You would have backed away slowly as I continued to rage.
(My ability to whip into a frothy rant is part of my charm. Michelle will tell you.)
Some of my most memorable rages came in my teen years, however, I could -- and likely would -- have delivered that speech as late as even, oh, five years ago.
And then I had The Boy. And another boy, my little Beastie. And they came out, I swear, wrestling and making finger guns and generally making me eat every word I ever ranted about gender norms being only something we learn from society, damn it.
We, of course, read a little of this and a little of that. They love fairytales of all sorts, though their preferences there explain the situation. Jack and the Beanstalk is requested a whole lot more than Cinderella. Goldilocks and those big bears always win out over Sleeping Beauty, but neither of them can hold up to the Three Little Pigs and the Big Bad Wolf.
The Boy is learning to read and I've been thinking ahead to chapter books. He won't be reading them for a few more years, but we like to read them together and also, I like to be prepared and know what I'm recommending. For all my teenaged ranting about gender not being an issue in picking books, I have to admit, my knowledge of "boy" books is limited.
I'm pretty sure they'll like Farmer Boy and some of the early Little House books -- but I doubt they'll ever love These Happy Golden Years as I do. I have no hopes that they'll read the Anne of Green Gables books. (SIGH) But I can't wait to share Matilda and The Witches and all the rest of Roald Dahl's books.

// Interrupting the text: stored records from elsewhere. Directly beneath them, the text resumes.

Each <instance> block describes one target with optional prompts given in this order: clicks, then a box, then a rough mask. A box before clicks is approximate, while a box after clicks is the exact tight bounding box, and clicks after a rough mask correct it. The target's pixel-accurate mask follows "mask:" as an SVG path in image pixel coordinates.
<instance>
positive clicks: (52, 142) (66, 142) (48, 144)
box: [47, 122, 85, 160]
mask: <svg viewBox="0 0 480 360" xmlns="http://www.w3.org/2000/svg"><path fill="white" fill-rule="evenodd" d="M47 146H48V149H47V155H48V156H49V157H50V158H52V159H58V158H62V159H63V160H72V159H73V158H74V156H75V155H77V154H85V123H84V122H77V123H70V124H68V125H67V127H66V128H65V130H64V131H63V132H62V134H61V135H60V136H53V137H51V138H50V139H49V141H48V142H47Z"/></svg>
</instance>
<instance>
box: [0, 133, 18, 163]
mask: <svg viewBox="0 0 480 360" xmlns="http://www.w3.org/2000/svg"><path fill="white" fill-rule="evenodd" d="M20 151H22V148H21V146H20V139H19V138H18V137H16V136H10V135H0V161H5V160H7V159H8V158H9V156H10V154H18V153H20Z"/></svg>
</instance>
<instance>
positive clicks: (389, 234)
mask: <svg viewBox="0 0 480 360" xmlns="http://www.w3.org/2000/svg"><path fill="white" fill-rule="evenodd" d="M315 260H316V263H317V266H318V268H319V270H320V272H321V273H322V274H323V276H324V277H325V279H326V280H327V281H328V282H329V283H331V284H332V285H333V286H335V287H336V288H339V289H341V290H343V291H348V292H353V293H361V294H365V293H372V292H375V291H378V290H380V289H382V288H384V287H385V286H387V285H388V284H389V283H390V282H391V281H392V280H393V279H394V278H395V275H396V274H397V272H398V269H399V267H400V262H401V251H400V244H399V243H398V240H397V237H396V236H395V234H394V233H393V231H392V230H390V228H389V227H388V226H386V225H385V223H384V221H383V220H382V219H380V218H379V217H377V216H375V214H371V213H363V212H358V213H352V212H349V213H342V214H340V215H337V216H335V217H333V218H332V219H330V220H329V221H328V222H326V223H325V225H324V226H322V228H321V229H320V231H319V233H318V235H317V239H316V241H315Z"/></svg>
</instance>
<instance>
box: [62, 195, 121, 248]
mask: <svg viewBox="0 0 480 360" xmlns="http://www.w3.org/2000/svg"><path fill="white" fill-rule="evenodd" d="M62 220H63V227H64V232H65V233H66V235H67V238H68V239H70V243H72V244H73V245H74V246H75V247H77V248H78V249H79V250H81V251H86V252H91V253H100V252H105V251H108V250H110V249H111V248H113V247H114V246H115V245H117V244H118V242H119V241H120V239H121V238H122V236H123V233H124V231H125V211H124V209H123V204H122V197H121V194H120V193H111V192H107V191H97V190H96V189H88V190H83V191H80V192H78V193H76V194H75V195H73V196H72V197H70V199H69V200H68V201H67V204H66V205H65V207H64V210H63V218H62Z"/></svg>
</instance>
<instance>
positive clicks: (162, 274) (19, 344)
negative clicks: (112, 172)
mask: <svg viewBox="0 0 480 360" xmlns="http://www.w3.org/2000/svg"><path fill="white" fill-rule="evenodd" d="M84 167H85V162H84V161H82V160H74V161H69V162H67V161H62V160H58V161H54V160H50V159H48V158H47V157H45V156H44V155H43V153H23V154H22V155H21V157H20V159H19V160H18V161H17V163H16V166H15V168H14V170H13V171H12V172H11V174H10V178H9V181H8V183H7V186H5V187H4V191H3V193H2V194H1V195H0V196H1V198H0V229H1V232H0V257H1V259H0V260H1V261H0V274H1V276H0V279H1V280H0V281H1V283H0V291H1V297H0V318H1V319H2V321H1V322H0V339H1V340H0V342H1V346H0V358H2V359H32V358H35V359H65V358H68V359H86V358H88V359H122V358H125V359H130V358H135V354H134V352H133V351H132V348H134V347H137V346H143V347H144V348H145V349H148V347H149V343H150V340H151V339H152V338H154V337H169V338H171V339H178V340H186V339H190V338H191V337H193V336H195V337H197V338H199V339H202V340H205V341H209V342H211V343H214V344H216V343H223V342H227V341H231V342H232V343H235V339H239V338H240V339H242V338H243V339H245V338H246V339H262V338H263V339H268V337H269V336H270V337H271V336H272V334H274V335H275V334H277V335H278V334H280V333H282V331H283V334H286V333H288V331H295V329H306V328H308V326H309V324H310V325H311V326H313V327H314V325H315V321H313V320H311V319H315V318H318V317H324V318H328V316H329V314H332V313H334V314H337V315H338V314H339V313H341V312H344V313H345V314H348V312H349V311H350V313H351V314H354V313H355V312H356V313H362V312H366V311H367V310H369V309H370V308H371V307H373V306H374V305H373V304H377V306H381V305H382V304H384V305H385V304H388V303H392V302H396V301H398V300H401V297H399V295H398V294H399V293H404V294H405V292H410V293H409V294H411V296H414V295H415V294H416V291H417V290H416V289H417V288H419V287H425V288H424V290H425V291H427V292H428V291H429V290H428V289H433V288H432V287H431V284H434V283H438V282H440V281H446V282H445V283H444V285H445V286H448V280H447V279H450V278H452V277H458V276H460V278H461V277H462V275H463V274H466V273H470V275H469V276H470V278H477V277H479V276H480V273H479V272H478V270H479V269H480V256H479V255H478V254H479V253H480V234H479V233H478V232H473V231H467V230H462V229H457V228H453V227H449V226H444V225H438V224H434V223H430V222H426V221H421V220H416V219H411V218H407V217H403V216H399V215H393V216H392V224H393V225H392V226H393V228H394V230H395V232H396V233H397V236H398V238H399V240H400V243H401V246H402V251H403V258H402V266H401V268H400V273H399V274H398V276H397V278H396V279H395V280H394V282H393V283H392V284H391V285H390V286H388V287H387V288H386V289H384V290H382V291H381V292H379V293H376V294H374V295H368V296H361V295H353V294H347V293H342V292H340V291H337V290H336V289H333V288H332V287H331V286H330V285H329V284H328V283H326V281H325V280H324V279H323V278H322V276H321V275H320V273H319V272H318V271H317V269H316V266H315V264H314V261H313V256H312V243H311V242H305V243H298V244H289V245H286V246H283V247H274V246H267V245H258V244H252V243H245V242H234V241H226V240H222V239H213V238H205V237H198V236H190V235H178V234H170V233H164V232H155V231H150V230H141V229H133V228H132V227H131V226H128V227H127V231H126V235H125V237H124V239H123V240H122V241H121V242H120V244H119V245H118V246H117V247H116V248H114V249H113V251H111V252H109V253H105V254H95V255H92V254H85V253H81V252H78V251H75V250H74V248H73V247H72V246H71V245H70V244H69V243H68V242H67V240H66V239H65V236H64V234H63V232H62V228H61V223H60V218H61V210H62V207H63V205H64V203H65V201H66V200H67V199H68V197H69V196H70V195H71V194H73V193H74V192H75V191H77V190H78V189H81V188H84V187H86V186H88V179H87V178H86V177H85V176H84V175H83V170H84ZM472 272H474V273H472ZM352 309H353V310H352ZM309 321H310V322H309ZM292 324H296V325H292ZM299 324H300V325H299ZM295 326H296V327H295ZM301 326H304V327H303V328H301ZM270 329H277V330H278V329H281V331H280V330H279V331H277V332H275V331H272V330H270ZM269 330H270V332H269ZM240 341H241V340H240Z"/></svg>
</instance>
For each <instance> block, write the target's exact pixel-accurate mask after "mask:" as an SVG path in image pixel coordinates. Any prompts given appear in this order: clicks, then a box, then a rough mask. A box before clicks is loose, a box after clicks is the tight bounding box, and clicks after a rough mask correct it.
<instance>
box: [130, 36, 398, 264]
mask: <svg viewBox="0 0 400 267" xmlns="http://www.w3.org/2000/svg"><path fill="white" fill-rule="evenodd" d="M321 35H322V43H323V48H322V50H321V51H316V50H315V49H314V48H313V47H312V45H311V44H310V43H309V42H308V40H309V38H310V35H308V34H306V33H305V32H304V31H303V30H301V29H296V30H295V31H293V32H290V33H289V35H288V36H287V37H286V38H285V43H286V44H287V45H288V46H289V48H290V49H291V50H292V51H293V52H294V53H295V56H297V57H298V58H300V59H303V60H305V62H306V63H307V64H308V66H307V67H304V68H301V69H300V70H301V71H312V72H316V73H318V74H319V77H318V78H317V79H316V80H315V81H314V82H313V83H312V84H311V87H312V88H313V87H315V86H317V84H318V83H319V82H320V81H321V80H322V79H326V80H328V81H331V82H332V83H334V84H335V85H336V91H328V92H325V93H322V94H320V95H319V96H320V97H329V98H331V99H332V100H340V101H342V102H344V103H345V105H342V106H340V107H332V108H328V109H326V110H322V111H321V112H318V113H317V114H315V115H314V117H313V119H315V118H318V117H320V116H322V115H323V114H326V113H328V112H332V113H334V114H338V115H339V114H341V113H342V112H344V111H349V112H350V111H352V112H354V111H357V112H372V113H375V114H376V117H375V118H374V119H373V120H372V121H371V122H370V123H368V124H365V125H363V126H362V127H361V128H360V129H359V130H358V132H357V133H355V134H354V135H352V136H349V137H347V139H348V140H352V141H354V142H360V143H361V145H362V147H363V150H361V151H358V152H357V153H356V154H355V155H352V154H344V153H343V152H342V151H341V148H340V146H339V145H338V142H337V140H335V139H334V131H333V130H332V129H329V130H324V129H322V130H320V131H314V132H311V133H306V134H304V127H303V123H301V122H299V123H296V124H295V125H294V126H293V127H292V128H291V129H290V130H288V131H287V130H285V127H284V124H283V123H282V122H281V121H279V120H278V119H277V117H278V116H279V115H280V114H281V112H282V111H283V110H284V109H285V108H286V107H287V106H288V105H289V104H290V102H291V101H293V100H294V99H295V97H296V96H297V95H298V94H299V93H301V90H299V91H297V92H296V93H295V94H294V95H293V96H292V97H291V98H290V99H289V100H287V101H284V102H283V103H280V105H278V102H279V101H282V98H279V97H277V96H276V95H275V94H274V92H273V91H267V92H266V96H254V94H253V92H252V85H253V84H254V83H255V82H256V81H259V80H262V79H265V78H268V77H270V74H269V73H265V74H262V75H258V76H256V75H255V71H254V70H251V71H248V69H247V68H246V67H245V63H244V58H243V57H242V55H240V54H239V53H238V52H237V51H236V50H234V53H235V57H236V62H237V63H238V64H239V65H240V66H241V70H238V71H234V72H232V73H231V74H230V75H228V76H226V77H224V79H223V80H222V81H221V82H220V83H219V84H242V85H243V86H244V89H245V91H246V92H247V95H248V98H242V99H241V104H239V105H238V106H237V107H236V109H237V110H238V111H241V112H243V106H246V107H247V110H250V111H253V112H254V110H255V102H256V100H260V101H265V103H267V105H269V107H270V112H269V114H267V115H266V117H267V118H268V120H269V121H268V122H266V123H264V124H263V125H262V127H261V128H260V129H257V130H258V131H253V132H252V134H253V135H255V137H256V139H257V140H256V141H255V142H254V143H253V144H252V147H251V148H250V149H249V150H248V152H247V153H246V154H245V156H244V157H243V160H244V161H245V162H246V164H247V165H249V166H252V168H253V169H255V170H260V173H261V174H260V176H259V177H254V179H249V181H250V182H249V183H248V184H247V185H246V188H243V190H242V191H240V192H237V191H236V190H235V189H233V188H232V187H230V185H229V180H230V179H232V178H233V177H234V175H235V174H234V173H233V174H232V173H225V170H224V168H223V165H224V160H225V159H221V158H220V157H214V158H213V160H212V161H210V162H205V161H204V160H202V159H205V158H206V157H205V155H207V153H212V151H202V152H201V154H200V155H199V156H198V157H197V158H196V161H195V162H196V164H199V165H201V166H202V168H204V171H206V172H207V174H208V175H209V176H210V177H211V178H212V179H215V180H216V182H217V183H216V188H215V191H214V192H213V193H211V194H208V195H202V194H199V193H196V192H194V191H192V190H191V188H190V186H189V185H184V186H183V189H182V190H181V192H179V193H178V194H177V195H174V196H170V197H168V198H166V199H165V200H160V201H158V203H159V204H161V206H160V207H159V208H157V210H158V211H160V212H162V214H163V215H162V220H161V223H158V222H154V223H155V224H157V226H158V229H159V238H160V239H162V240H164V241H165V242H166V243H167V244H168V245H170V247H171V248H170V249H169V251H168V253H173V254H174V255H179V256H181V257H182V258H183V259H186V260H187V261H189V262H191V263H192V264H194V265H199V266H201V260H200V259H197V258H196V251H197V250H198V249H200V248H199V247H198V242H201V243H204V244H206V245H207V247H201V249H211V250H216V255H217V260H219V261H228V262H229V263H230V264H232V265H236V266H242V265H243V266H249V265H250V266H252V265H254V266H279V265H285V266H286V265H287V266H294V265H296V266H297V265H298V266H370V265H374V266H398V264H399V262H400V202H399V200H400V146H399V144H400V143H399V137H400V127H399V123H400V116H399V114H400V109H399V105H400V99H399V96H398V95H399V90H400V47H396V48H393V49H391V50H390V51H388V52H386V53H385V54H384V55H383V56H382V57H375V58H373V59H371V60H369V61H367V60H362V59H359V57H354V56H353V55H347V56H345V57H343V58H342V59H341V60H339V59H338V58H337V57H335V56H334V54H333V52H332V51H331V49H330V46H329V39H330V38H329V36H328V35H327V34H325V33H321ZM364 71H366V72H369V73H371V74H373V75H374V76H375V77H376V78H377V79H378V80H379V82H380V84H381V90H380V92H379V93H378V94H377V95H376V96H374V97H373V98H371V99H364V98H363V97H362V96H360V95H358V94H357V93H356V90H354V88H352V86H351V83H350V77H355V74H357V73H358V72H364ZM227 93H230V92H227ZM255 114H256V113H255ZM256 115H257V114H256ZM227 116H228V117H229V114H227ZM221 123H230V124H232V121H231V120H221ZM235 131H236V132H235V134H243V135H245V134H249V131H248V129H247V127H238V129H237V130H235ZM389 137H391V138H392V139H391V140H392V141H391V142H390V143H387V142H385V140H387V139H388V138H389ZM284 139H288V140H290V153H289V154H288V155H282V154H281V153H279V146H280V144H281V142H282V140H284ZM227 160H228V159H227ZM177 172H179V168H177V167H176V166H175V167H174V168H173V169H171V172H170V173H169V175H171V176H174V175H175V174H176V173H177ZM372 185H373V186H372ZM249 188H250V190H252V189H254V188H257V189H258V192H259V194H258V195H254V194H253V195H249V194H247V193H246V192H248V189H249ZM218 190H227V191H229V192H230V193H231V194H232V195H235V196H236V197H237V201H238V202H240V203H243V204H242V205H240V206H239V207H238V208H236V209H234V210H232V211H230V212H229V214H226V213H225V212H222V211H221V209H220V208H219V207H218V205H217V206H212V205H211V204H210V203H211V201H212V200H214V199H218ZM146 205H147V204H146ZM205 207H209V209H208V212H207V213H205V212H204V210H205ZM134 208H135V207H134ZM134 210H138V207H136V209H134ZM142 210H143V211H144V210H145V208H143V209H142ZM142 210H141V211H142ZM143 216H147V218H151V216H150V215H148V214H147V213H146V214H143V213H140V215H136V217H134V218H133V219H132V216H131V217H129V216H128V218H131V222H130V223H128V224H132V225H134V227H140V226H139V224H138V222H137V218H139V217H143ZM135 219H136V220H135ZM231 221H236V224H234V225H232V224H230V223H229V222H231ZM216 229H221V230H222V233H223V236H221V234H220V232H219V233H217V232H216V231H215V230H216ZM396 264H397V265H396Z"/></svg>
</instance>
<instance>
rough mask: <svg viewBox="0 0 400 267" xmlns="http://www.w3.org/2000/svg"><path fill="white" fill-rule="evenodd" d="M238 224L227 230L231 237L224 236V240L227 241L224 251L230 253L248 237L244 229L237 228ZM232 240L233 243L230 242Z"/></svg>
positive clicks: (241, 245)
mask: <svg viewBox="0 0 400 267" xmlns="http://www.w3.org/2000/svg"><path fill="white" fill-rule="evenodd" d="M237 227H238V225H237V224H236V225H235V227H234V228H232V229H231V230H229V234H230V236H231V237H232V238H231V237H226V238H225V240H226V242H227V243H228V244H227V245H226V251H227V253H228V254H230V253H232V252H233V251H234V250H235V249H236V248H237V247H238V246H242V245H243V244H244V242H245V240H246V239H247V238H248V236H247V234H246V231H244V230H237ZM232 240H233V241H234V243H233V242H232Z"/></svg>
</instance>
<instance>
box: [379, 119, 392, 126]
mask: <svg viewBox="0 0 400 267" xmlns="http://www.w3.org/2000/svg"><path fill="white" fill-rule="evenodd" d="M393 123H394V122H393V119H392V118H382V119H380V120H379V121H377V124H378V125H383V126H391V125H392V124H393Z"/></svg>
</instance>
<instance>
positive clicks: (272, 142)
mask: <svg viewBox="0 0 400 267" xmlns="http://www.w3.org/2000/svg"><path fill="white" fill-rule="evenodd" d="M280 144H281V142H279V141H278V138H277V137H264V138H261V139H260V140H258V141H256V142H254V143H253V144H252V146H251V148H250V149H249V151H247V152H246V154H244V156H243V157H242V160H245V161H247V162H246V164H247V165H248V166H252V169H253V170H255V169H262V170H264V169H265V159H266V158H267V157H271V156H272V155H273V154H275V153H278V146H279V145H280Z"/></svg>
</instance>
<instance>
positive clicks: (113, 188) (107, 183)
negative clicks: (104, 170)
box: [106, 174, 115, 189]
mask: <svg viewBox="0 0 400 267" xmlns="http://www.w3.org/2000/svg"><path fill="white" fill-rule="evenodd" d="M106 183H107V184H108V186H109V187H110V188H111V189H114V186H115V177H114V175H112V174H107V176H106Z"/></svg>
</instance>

The Wizard of Oz series is excellent (and has female main characters!), and of course, there's Harry Potter, Narnia and Middle Earth to explore. Jack London is an obvious choice, as is Gary Paulsen, starting with Hatchet.
But there I found myself stuck and so I went to the library and started poking around the Newberry Award shelves. So far, I've discovered lots of boy orphans or almost orphans having adventures in medieval times: Adam of the Road, The Door in the Wall and Crispin. (And, interestingly, the first two were written by women.) I loved The Graveyard Book, too. These definitely will be ones I recommend to The Boy in a few years. They're interesting, well-written, filled with action and yet manage to share a few lessons. Also -- and here's the whole reason I'm searching out these books -- I feel like the main characters are ones my boys might relate to, see themselves in, connect with. Connections make reading enjoyable, I think, and making my kids love reading is one of my life goals.
So, what else should I be checking out?
And while I'm asking questions, what long-held beliefs were smashed for you by having children?